Ask a Scientist

How is ice shelf disintegration different from calving?

Ice shelves are thick slabs of ice that cling to cold-region coastlines. Although some ice shelves form through the accumulation of sea ice, the world’s largest ice shelves are fed by glaciers. When a glacier reaches the coast, the ice floats on near-freezing water and continues to spread outward.

Two kinds of events have been observed in ice shelves: iceberg calving and disintegration. Calving is a natural phenomenon, but disintegration is a new phenomenon, likely linked to climate change.

Calving: a natural process

The breaking off of icebergs, known as calving, is a normal part of the life of a glacier-fed ice shelf, even when the icebergs calved are massive. When a large iceberg calves off an ice shelf in a stable glacier-fed ice shelf system, the lost ice is replaced over the course of years to decades by continuing outflow. Only when the pace of glacier calving accelerates significantly over an extended period of time is the system considered to be in retreat.

Tabular icebergs off the Antarctic coast
Operation IceBridge snapped this photo of two tabular icebergs off the Antarctic Peninsula on October 16, 2021. — Credit: NASA

Disintegration: new and disconcerting

In contrast to iceberg-calving events, disintegration is a newly observed phenomenon, only documented since the 1990s. Since then, studies have indicated that ice shelf disintegration results from warming conditions, which stress ice shelves in multiple ways.

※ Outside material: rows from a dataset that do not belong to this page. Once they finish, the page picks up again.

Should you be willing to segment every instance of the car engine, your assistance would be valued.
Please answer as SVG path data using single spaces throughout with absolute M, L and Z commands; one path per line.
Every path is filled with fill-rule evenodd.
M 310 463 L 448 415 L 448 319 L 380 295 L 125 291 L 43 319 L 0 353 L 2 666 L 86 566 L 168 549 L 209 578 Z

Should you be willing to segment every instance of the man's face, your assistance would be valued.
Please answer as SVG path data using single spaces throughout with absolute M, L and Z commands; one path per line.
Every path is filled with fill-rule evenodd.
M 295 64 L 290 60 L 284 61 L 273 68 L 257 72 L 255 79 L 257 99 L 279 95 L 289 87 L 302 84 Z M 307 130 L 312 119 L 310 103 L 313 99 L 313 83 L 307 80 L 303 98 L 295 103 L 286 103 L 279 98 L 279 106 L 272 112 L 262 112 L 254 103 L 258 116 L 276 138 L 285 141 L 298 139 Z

One way that warmer conditions destabilize ice shelves is through higher air temperatures. Ice shelves are typically blanketed by snow, which contributes to the ice shelf’s mass over time. Warmer summer air temperatures cause snow cover to melt, changing the permeable snow surface into an impermeable ice surface—the same way a few warm days can turn snow in a sidewalk gutter into ice. In subsequent summers, meltwater on the ice shelf does not sink into the snow. Instead, it pools on the shelf surface. The water can find its way into pre existing cracks in the ice and, because water is denser than ice, slice deeper into the ice shelf. Eventually, the water can cut completely through the ice.

Another way that warming conditions destabilize ice shelves is through ocean warming. As warm ocean water slithers under the ice shelf, it melts the ice from below, thinning the ice shelf.

Warmer ocean water can also contribute to sea ice decline. As sea ice diminishes, wave action in the region increases. Now unfettered by sea ice, waves can flex and bend the shelf, stressing it further.

One or more of these pressures can lead to ice shelf disintegration. Once disintegration starts, it may progress quickly. Some ice shelves change so dramatically that the changes are visible from space in a matter or days or even hours.

Wilkins Ice Shelf breakup sequence
Situated on the west coast of the Antarctic Peninsula, the Wilkins Ice Shelf underwent a rapid disintegration in early 2008, collapsing in a matter of hours. Moderate Resolution Imaging Spectroradiometer (MODIS) sensors on NASA’s Terra and Aqua satellites captured these images of the disintegration on February 28, 2008 at 14:00 UTC (left); February 28, 2008 at 21:00 UTC (center); and February 29, 2008 at 13:05 UTC (right). — Credit: NASA

Ice shelf disintegration not only has the potential to happen quickly, it also has the potential to destabilize the glacier(s) feeding the ice shelf.

In a glacier-fed ice shelf system, the point where glacier ice begins to float is known as the grounding line, and it is an important part of ice shelf stability. If an ice shelf retreats past the grounding line, the tributary glacier(s) begin flowing faster. This process can eventually contribute to sea level rise as glaciers slide from land into the water. For an example of how this process develops, read about the aftermath of the Larsen B Ice Shelf disintegration.

In short, glacier calving is a normal, natural process. Ice shelf disintegration is not.